Coding From My iPhone Without Coding On It

The iPhone is not my main development machine. It should not try to be.

The useful version of phone development is narrower: treat the phone as a command surface for agents and remote sessions that already live somewhere better. My MacBook and VPS do the heavy work. The phone gives me a way to check in, steer, approve, dictate, and recover a session when I am away from the desk.

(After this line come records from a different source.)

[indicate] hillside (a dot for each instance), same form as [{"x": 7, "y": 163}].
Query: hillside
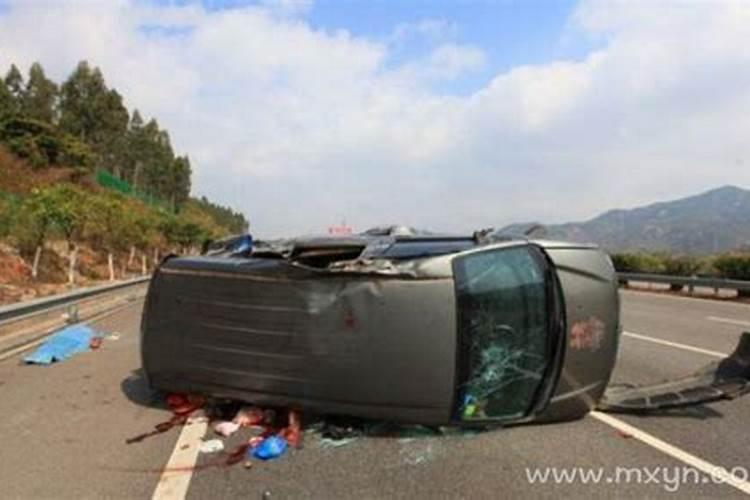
[
  {"x": 89, "y": 190},
  {"x": 711, "y": 222}
]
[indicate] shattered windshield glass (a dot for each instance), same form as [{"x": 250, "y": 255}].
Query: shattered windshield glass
[{"x": 503, "y": 331}]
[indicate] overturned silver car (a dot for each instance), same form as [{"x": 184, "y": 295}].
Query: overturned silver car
[{"x": 390, "y": 324}]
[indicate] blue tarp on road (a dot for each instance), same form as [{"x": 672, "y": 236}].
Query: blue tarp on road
[{"x": 62, "y": 345}]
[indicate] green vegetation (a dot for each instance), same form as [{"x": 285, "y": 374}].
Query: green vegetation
[
  {"x": 731, "y": 265},
  {"x": 77, "y": 166}
]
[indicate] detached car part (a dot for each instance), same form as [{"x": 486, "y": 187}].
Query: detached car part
[{"x": 407, "y": 326}]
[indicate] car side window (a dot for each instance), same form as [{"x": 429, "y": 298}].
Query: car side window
[{"x": 503, "y": 323}]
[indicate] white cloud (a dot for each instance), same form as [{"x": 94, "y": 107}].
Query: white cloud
[
  {"x": 434, "y": 30},
  {"x": 302, "y": 127}
]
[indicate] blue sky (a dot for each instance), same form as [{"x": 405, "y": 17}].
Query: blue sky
[
  {"x": 448, "y": 115},
  {"x": 510, "y": 32}
]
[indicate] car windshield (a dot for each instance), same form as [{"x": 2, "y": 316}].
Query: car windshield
[
  {"x": 427, "y": 248},
  {"x": 503, "y": 330}
]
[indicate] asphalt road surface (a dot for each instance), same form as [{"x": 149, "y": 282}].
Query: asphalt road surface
[{"x": 64, "y": 427}]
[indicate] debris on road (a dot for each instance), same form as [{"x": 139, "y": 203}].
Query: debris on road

That distinction changes the whole setup. I am not opening Xcode on a phone. I am not pretending a tiny glass keyboard is a workstation. I am connecting into long-lived terminal sessions, speaking the high-level instruction, and letting the agent do the typing.

The Stack

The mobile stack is small:

Blink Shell for the terminal
Mosh for resilient remote sessions
Tailscale so SSH and Mosh stay private
tmux on the remote machine for session persistence
Claude Code, Codex, and pi as the actual agents
Wispr Flow for speech-to-text

Blink Shell on iPhone connected to a remote agent session with a custom keyboard bar and tmux status line — Blink Shell is the terminal surface. The real value is that it reconnects into sessions that already have agent context.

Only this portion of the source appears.